Gergely Orosz gergely.orosz at gmail.com
Fri Dec 18 16:09:49 CST 2015

> Also consider alternatives to the use cases you described—mocking and data
> modeling can also be accomplished by compile-time code generation, and by
> features like type providers that supply external type information to the
> compiler. Runtime reflection is definitely useful in many cases, but
> compile-time approaches are likely to be easier to verify and maintain,
> faster, and more secure.
> -Joe
> I am aware of the current alternative of specifying dependencies to be
mocked complile time. However I see a major issue on how protocols need to
be added that are only used by the test code - yet they ship as part of the
production code.

For example consider a method that opens an external URL from the
application by invoking the UIApplication.sharedApplication().openUrl(...)
method. In order to write a unit test to verify this call is being made a
new protocol needs to be specified that defines the openUrl() method, as
UIApplication does not implement any protocols (lets call this
UIApplicationProtocol). Then via an extension UIApplication needs to
inherit this UIApplicationProtocol, and the original code can be changed to
use a UIApplicationProtocol dependency when invoking openUrl().

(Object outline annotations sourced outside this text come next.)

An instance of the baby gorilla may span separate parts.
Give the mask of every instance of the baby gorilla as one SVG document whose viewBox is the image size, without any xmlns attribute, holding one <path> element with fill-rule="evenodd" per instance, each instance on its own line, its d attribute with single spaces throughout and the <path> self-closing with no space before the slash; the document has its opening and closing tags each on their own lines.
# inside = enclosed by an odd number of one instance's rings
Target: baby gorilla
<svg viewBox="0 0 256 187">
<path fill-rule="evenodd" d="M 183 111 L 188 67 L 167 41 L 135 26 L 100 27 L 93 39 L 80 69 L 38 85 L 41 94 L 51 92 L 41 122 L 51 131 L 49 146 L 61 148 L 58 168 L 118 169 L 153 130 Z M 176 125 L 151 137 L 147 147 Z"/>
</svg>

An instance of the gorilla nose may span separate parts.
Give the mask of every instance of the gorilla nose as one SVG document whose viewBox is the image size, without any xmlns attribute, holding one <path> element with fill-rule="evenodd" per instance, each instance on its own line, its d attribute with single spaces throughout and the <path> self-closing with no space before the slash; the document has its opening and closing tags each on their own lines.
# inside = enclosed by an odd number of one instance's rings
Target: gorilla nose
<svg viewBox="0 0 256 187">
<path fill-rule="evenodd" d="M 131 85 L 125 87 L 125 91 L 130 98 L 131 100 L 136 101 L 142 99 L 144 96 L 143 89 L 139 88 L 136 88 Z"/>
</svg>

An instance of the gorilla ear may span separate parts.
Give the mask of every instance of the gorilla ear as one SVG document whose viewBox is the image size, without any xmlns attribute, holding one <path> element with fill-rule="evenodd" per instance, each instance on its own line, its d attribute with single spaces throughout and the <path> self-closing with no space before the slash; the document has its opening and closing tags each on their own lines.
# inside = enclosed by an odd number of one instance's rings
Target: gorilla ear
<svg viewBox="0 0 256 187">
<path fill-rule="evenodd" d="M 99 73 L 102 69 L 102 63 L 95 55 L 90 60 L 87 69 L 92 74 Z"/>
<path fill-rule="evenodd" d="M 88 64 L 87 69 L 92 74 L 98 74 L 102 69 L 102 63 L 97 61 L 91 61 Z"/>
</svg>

My main issue is that UIApplicatipnProtocol is not used anywhere in the
production code, but purely added to enable testing. The same applies for
any developer specified class - to enable testing often a matching protocol
needs to be specified, even if this protocol is not needed or used by the
production code.

If in order to be able to unit test production code, that code needs to
ship with test-only code, then I do feel that indicates that the language
is not very "test friendly". In Objective C one can write production code
as simple as intended and by replacing methods runtime do all the testing
they want in their test project. Of course there is a performance hit -
however the vision of Swift is to get all the benefits of Objective C
without having to worry about performance

Being able to opt in to reflection would be a good start - this would give
developers an option to choose whether or not to sacrifice any performance
for the sake of a bit cleaner code (no test-only protocols).

Howeve opt-in reflection will still not solve how to unit test calls to
foundation classes like in my example - will the recommendation be for
developers to specify their own extension protocols for these foundation
class methods they want to test? Or would it make sense for all foundation
classes to also implement a protocol to give more support for this kind of
unit testing?

Also for test code performance is much less of an issue - would it be
feasible to apply different restrictions to reflection for test projects?
In a similar way to how the @testable declaration sidesteps some of the
security limitations of non-public members, could @testable also be used to
relax reflection restrictions for the imported code?